README.md

# FastHTML

A C Node wrapping lexborisov's [myhtml](https://github.com/lexborisov/myhtml).
Primarily used with [FastSanitize](https://git.pleroma.social/pleroma/fast_sanitize).

* Available as a hex package: `{:fast_html, "~> 2.0"}`
* [Documentation](https://hexdocs.pm/fast_html/fast_html.html)

## Benchmarks

The following table provides median times it takes to decode a string to a tree for html parsers that can be used from Elixir. Benchmarks were conducted on a machine with an `AMD Ryzen 9 3950X (32) @ 3.500GHz` CPU and 32GB of RAM. The `mix fast_html.bench` task can be used for running the benchmark by yourself.

| File/Parser          | fast_html (Port) | mochiweb_html (erlang) | html5ever (Rust NIF) | Myhtmlex (NIF)¹ |
|----------------------|--------------------|------------------------|----------------------|----------------|
| document-large.html (6.9M)  | 125.12 ms          | 1778.34 ms             | 395.21 ms            | 327.17 ms      |
| document-medium.html (85K) | 1.93 ms            | 12.10 ms               | 4.74 ms              | 3.82 ms        |
| document-small.html  (25K)| 0.50 ms            | 2.76 ms                | 1.72 ms              | 1.19 ms        |
| fragment-large.html  (33K)| 0.93 ms            | 4.78 ms               | 2.34 ms              | 2.15 ms        |
| fragment-small.html²  (757B)| 44.60 μs | 42.13 μs | 43.58 μs | 289.71 μs |

Full benchmark output can be seen in [this snippet](https://git.pleroma.social/pleroma/elixir-libraries/fast_html/snippets/3128)

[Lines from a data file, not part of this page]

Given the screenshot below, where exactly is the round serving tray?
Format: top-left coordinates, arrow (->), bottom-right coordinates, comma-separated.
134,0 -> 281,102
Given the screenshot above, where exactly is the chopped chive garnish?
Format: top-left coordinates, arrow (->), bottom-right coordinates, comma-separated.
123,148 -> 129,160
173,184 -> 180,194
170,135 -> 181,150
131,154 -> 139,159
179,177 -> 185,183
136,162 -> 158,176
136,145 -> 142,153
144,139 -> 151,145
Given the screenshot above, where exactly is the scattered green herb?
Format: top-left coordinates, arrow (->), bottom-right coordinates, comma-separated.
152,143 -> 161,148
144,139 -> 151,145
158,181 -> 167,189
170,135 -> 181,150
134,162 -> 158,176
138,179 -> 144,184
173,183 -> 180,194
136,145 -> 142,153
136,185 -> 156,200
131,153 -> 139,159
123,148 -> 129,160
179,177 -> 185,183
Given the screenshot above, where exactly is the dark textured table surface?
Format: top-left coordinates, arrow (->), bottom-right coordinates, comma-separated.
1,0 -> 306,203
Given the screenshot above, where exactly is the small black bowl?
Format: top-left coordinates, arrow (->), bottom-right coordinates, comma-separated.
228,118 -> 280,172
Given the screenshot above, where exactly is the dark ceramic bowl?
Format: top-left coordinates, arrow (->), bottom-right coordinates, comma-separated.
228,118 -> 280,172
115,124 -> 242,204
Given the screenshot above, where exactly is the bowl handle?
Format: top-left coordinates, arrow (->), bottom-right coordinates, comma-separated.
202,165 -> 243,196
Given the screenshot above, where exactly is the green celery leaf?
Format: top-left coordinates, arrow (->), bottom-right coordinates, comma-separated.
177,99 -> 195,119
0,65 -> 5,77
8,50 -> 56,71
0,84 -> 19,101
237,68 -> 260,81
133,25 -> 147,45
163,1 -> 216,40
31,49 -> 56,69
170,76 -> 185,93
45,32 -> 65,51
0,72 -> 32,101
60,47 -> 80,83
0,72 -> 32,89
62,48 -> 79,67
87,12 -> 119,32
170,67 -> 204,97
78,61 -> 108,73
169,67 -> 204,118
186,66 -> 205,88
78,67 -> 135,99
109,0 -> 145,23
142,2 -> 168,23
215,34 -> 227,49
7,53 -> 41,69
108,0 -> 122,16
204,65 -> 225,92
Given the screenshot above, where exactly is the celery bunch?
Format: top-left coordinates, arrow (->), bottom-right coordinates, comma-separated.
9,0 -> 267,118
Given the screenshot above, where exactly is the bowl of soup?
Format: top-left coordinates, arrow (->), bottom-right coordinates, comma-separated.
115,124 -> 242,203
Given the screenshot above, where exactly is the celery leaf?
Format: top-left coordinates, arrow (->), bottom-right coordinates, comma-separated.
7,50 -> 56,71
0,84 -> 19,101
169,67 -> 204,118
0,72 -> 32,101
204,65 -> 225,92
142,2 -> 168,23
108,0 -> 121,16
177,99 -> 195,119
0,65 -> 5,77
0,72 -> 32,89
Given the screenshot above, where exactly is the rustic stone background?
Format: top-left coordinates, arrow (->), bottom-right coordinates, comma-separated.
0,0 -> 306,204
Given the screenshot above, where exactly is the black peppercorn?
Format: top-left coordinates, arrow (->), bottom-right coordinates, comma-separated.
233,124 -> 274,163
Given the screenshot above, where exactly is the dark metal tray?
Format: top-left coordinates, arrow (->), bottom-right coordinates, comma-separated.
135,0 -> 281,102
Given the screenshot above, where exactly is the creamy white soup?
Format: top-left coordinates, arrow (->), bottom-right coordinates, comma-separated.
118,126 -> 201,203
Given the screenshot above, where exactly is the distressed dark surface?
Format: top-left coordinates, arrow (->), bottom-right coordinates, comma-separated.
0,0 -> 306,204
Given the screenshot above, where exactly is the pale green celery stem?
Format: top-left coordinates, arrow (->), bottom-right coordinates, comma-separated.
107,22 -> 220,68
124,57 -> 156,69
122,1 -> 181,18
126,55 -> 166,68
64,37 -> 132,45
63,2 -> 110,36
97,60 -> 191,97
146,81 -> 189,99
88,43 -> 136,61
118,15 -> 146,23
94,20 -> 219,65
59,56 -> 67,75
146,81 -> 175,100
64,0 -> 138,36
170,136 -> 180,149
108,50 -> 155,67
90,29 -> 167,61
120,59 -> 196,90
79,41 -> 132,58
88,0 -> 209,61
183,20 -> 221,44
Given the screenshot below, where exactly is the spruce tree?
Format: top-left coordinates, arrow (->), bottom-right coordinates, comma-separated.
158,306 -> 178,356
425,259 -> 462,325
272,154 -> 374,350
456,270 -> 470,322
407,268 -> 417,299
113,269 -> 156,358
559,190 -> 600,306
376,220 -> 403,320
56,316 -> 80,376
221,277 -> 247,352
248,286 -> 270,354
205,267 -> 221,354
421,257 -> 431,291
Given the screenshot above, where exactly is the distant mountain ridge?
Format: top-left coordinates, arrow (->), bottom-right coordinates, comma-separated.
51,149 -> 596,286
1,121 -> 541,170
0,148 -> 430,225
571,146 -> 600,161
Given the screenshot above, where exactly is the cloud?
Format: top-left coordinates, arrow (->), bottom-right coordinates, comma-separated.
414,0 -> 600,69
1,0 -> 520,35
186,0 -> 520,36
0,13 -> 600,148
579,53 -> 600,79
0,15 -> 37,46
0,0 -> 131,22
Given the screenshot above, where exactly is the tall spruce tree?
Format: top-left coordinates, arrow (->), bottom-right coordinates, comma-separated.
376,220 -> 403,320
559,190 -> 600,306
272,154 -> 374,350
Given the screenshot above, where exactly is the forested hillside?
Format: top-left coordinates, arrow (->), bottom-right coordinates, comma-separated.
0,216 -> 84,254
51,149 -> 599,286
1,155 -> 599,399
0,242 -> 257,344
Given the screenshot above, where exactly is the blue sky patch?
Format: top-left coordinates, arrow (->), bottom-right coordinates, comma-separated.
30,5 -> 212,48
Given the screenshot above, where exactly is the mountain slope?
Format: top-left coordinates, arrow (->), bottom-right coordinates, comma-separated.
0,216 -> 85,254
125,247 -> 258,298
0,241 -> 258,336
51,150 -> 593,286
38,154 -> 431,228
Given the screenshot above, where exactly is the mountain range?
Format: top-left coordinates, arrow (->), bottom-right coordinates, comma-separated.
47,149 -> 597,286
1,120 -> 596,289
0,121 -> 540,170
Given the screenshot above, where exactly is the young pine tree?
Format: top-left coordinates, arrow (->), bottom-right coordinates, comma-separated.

1. Myhtmlex has a C-Node mode, but it wasn't benchmarked here because it segfaults on `document-large.html`
2. The slowdown on `fragment-small.html` is due to Port overhead. Unlike html5ever and Myhtmlex in NIF mode, `fast_html` has the parser process isolated and communicates with it over stdio, so even if a fatal crash in the parser happens, it won't bring down the entire VM.

## Contribution / Bug Reports

* Please make sure you do `git submodule update` after a checkout/pull
* The project aims to be fully tested